Der Generationenwechsel gelingt den ersten Trends zufolge. Die Betriebsräte wer-den jünger – und weiblicher. Besonders wichtig für die Kolleg*innen, die jetzt zum ersten Mal diese Arbeit machen: Die Einführungsseminare, die die Bezirke und der Landesbezirk in Zusammenarbeit mit der BWS vor Ort anbieten. Auch, um sich mit Betriebsrät*innen aus ihrer Region zu vernetzen.
Deusa: Zurück im Tarif
bleicherode | Seit dem 1. April ist der Bergwerksbetrieb Deusa International GmbH wieder in Tarifbindung.
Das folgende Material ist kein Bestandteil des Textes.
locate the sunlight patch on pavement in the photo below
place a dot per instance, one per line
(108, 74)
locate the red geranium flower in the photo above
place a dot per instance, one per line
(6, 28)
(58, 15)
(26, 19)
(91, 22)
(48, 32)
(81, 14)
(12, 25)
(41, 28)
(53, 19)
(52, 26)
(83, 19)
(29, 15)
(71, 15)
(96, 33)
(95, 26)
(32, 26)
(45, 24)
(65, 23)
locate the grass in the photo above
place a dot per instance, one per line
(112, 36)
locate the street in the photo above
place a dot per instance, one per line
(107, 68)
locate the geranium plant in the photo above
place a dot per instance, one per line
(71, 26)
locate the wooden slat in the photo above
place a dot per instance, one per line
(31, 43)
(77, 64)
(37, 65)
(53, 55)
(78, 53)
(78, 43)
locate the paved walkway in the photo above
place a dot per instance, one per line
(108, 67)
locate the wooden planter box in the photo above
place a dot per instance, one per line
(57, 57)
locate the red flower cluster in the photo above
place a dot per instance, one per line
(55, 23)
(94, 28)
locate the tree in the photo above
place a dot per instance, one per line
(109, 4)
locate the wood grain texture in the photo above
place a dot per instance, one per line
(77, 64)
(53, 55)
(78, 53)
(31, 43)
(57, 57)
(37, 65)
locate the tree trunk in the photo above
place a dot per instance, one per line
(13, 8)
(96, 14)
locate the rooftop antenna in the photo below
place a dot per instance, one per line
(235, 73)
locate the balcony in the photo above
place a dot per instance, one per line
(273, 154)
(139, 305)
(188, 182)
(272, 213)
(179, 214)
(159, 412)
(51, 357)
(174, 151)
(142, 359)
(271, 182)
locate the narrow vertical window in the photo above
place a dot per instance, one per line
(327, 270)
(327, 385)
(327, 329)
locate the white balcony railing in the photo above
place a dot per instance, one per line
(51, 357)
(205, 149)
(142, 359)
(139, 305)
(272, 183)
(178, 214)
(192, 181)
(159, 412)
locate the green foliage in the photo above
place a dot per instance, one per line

Dort arbeiten rund 260 Beschäftigte. Nach umfangreichen Verhandlungen hat die IGBCE mit dem Unternehmen einen Firmentarifvertrag abgeschlossen. Danach sinkt die wöchentliche Arbeitszeit von 42 auf 40 Stunden – bei vollem Lohnausgleich.
Der Tarifvertrag regelt die Arbeits- und Entlohnungsbedingungen: Zum 1. April erhöhen sich die Brutto-grundentgelte um 3,1 Prozent. Ab 1. Oktober gilt zudem eine neue Entgelttabelle. Die Nachtschichtzulage erhöht sich auf 25 Prozent pro Stunde. Es wurde eine Einfahrtprämie für Untertage von 8 Euro vereinbart. Außerdem haben ab dem kommenden Jahr alle Beschäftigten einen Anspruch auf mindestens 27 Urlaubstage.
Voss will in die Fläche
gründau | Die Beschäftigten bei Voss Automotive in Gründau-Lieblos setzen auf die IGBCE: Mehr als zwei Drittel von ihnen sind Mitglied geworden, seit das Unternehmen Ende 2021 dem Arbeit-geberverband HessenChemie beigetreten ist. Insgesamt hat der Betrieb rund 250 Beschäftigte. Erst seit Kurzem gibt es einen Betriebsrat in dem Unternehmen, das vor der Übernahme durch die Voss-Gruppe ein Familienunternehmen war.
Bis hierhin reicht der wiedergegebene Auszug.